In a printer including a transfer roller, in a circuit for controlling a transfer voltage supplied from a power supply unit under control of a control unit to perform a transfer step of transferring a toner to paper during a print job: A transfer voltage output unit configured to receive power from the power supply unit to rectify and supply a transfer voltage to the transfer roller; A detector configured to detect a feedback voltage output from the transfer voltage output unit in inverse proportion to a transfer voltage supplied to the transfer roller; An amplifier circuit unit for amplifying the feedback voltage sensed by the detector; A correction circuit section for driving in accordance with the divided voltage distributed from the transfer voltage supplied to the transfer roller and for supplying a constant level of a constant voltage; A comparison unit for receiving and comparing a voltage output from the amplifying circuit unit and a constant voltage supplied from the correction circuit unit; And, And a noise removing circuit unit which removes noise of the voltage output from the comparison unit and feeds back the analog / digital converter of the controller.

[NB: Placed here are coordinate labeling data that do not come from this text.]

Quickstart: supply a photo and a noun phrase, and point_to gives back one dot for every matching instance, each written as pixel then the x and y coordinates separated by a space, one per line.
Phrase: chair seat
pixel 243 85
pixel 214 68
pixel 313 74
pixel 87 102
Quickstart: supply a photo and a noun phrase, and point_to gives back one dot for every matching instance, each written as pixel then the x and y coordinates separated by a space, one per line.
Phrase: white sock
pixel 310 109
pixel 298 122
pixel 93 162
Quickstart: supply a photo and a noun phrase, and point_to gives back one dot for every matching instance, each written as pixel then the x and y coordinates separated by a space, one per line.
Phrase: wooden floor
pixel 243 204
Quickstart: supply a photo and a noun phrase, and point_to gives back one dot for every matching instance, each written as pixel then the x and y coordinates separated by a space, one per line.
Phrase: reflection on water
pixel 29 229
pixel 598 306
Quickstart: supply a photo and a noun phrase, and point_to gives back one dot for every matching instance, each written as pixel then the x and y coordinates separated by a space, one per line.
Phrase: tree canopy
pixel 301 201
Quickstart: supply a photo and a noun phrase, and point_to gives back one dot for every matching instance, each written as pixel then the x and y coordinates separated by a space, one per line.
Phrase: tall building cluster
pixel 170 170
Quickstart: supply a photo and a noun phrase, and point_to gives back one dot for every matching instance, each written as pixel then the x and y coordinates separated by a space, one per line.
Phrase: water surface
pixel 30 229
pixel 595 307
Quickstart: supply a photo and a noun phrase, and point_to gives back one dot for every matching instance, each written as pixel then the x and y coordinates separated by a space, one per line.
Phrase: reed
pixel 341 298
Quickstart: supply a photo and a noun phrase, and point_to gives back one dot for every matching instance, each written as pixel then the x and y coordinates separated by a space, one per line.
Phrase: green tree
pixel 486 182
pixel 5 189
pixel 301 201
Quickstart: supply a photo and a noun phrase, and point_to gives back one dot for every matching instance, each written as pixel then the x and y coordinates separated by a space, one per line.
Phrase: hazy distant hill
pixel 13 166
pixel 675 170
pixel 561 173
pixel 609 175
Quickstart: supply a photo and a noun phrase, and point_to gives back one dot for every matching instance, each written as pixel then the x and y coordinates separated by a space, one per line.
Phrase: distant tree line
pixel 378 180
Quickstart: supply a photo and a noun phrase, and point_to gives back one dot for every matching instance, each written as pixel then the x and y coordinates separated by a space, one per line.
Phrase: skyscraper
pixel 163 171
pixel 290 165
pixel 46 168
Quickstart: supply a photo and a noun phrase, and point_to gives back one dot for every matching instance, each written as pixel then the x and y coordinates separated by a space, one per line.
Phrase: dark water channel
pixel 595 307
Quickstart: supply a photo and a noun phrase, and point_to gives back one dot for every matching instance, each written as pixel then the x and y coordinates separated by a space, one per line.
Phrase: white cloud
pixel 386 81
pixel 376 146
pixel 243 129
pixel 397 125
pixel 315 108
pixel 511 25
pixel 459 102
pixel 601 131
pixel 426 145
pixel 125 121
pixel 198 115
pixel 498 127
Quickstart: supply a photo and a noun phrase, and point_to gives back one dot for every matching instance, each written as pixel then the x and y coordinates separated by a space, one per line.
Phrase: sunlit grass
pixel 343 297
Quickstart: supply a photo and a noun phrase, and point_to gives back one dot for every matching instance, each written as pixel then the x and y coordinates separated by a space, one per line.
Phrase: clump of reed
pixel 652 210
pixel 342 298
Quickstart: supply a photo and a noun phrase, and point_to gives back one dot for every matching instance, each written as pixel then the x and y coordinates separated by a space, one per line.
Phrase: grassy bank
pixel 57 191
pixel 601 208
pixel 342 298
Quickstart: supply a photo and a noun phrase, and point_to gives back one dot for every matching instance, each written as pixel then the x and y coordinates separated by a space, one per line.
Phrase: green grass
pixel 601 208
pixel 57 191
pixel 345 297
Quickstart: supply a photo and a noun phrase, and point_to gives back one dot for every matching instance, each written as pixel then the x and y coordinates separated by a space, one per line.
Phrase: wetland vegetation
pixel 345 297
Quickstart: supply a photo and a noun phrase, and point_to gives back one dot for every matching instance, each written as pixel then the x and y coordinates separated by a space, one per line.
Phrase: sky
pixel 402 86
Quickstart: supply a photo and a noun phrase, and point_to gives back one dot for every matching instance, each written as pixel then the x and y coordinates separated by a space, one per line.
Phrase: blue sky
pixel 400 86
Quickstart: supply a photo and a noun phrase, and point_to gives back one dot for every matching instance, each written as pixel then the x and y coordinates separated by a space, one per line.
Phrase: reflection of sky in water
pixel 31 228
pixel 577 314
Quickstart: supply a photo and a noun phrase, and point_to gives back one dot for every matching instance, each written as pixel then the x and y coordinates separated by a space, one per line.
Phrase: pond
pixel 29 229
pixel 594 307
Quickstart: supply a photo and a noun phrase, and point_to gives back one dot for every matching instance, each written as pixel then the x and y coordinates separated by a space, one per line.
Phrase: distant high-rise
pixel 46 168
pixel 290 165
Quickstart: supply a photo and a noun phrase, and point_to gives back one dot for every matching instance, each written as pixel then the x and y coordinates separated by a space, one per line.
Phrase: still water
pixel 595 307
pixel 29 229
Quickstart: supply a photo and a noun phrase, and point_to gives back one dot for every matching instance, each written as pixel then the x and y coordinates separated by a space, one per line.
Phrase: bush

The method of claim 1, wherein the comparison unit, A transfer voltage control circuit which subtracts the amplified voltage from the constant voltage, In a printer comprising a transfer roller, a method for controlling a transfer voltage supplied from a power supply unit under control of a control unit to perform a transfer step of transferring a toner to a paper during a print job: A transfer voltage supply step of supplying a transfer voltage to the transfer roller; A feedback voltage sensing step of sensing a voltage fed back in inverse proportion to the supplied transfer voltage; An amplifying step of amplifying the sensed feedback voltage; A constant voltage supplying step of supplying a constant voltage maintaining a constant level; A comparison step of comparing the supplied constant voltage and the amplified voltage; And, And filtering the noise to remove noise from the subtracted voltage and feeding back the filtered voltage to an analog / digital converter of the controller. The method of claim 3, wherein the comparing step, And subtracting the amplified voltage from the constant voltage.